EU officials have said in recent months that they hope to drive reforms in Ukraine and reconstruction through the yearslong process of Ukraine seeking EU membership. The bloc accepted Ukraine as a candidate member in June and the accession process requires sweeping changes in economic policy, judicial independence and state administration.
Since Russia’s invasion in February, the U.S. has provided $8.5 billion in budget support to Kyiv, which the Ukrainian government is using to pay salaries, meet pension obligations and maintain hospitals.

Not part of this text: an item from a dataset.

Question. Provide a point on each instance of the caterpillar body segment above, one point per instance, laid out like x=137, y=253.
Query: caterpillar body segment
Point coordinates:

Meanwhile, the House Democrats’ reversal on direct talks with Russia showed the sensitivity of the issue on Capitol Hill, where Congress has approved more than $65 billion in aid for Kyiv since the Russian invasion, and Mr. Biden and party leaders have said that any peace talks or terms of a cease-fire should be driven by Ukraine’s government.
The letter had created a controversy within the party, as it appeared to raise questions about whether progressive Democrats remained on board with current administration policy.
House Republican leader Rep. Kevin McCarthy, who likely would be House speaker if Republicans take control of the chamber, said last Tuesday that Congress wouldn’t “write a blank check to Ukraine” under GOP leadership. Mr. McCarthy’s remarks reflected unease over Ukraine spending among some rank-and-file Republican lawmakers and their political base.
Congressional aides say Republicans are more inclined to support military aid to Ukraine than economic or humanitarian aid, which has the potential to raise questions domestically about whether the Ukrainians are using the funds for their intended purposes.
“It’s always a bigger ask—they’re just fundamentally less inclined to support any of that,” one aide said.
Last week, Mr. Zelensky met with a delegation of U.S. lawmakers, who said that in addition to his usual requests for weapons, he also pressed for economic support. One member of the delegation, Rep. Jim Himes (D., Conn.), said Mr. Zelensky told them that Ukraine is running a monthly deficit of $5 billion.
“President Zelensky actually made a real point about the economic situation, and the need for direct economic aid,” Mr. Himes said. “That money would go to pay salaries of soldiers and keep the government afloat.”
In an interview with The Wall Street Journal, Volodymyr Kudrytskyi, chairman of the management board of NPC Ukrenergo, which runs Ukraine’s long-distance electricity-transmission system, said thousands of repair workers are fanning out across Ukraine’s power grid and operators are imposing blackouts to prevent the system from collapsing under a Russian bombardment.
Mr. Kudrytskyi said workers can return damaged substations to basic functionality within a few days if they have the right spare parts and the damage isn’t extensive. Full restoration, however, can take months. Ukraine is drawing down on its own supplies of equipment, he said, and needs fresh supplies from the West.
“It’s much easier for Russians just to strike with missiles than for us to restore,” Mr. Kudrytskyi said. “The most needed and effective countermeasures would be to get additional air-defense systems from the Western countries to protect civilian infrastructure and to prevent humanitarian catastrophe,” he added.
—Vivian Salama, Ian Lovett, William Mauldin and Joe Wallace contributed to this article.
Corrections & Amplifications
Volodymyr Zelensky is Ukraine’s president. An earlier version of this article misspelled his last name in a photo caption as Zelenskiy. (Corrected on Oct. 25.)